While naïve pooling can exacerbate bias, we show that combining data pooling with distributionally robust optimization, using a type-1 Wasserstein ambiguity set, can yield substantial fairness and performance gains. In particular, we find that moderate robustness levels can reduce regret for minority groups without significantly degrading majority outcomes, protecting collective performance. More importantly, we show that robustness amplifies the fairness benefits of data pooling and achieves its maximum effect at certain ratios of group data sizes, effectively acting as a fairness regularizer. Numerical experiments on an ICU extubation task validate our theoretical findings, demonstrating that robust pooling improves both overall outcomes and fairness.
A Lifting-and-Splitting Framework for Risk-Averse Distributionally Robust Multi-Item Newsvendor Problems, with Sarah Yini Gao, Lianmin Zhang and Zhichao Zheng
Abstract
Risk-averse distributionally robust multi-item newsvendor problems provide a fundamental model for inventory decision making under demand uncertainty, limited distributional information, and downside-risk concerns. In this paper, we study this problem under mean--covariance demand ambiguity, where only the first two moments of demand are assumed to be known. When downside risk is evaluated through conditional value-at-risk, preserving the full covariance structure leads to an NP-hard problem that becomes computationally intractable for large assortments. In addition, cross-item correlations are often difficult to estimate reliably in high-dimensional settings, motivating approximations that retain salient dependence information while simplifying less reliable parts of the covariance structure.

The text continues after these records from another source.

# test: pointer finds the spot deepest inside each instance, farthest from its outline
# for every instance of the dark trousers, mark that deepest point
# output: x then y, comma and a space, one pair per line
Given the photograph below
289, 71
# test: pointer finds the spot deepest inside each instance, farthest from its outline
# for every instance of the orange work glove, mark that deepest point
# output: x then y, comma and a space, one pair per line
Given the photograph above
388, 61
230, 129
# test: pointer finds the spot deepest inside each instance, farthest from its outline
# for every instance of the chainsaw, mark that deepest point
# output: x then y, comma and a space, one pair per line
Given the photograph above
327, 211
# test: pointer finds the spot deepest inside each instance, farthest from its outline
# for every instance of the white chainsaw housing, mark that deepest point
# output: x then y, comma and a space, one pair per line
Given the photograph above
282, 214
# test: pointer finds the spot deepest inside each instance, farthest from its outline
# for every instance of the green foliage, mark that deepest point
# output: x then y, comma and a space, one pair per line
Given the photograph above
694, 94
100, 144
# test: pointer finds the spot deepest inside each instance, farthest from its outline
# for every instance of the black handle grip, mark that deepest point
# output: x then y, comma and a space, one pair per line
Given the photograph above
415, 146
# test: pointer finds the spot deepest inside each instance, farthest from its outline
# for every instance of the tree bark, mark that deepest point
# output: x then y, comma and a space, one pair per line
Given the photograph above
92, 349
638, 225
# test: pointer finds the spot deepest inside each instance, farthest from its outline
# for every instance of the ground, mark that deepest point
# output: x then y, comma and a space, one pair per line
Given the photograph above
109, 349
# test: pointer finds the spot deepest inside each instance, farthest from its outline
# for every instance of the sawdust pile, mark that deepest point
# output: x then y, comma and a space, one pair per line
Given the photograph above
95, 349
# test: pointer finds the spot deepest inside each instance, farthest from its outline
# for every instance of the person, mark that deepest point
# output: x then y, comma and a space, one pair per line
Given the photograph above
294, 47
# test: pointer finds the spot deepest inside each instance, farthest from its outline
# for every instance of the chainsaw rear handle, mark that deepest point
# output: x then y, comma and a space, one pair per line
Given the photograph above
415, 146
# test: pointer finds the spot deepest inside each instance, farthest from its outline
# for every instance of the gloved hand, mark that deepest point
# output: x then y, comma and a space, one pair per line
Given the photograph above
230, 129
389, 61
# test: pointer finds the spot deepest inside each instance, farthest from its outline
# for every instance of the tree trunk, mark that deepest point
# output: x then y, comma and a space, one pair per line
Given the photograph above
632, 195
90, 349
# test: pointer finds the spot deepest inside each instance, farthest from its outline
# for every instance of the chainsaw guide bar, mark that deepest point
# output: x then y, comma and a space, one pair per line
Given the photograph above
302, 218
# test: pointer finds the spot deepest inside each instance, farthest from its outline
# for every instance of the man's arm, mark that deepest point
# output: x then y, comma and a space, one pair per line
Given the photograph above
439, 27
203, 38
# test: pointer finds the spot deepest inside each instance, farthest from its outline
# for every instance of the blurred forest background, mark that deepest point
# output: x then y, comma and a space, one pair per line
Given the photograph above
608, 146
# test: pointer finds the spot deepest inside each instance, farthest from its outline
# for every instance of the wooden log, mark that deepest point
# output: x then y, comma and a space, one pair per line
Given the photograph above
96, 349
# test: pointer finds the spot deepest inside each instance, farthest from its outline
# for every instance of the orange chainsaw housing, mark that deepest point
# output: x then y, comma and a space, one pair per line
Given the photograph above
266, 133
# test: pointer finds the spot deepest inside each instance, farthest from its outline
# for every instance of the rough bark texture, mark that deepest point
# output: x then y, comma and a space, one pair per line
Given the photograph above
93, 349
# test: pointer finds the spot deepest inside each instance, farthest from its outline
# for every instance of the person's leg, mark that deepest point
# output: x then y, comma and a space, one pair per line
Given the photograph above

We develop a lifting-and-splitting framework that combines exact reformulation, scalable approximation, and theoretical error analysis. We first derive an exact semidefinite programming reformulation over the constrained Boolean quadric polytope, which replaces exponentially many positive semidefinite constraints in the classical dual formulation with linear constraints. Building on this reformulation, we propose a correlation-splitting approximation that partitions items into clusters, preserves within-cluster dependence, and relaxes cross-cluster dependence. We establish exactness conditions and derive an explicit upper bound on the optimality gap, with a cluster-wise decomposition that explains how approximation error arises from discarded cross-cluster correlations. In the two-cluster setting, we further show that the approximation becomes increasingly accurate when one cluster has uniformly small demand variability, which identifies variance heterogeneity as a key driver of approximation quality and motivates a simple variance-based splitting rule. Numerical experiments show that the exact reformulation solves substantially larger instances than the classical semidefinite formulation, while the correlation-splitting approximation consistently delivers higher solution quality than benchmark approximations and solves large instances in a fraction of the time.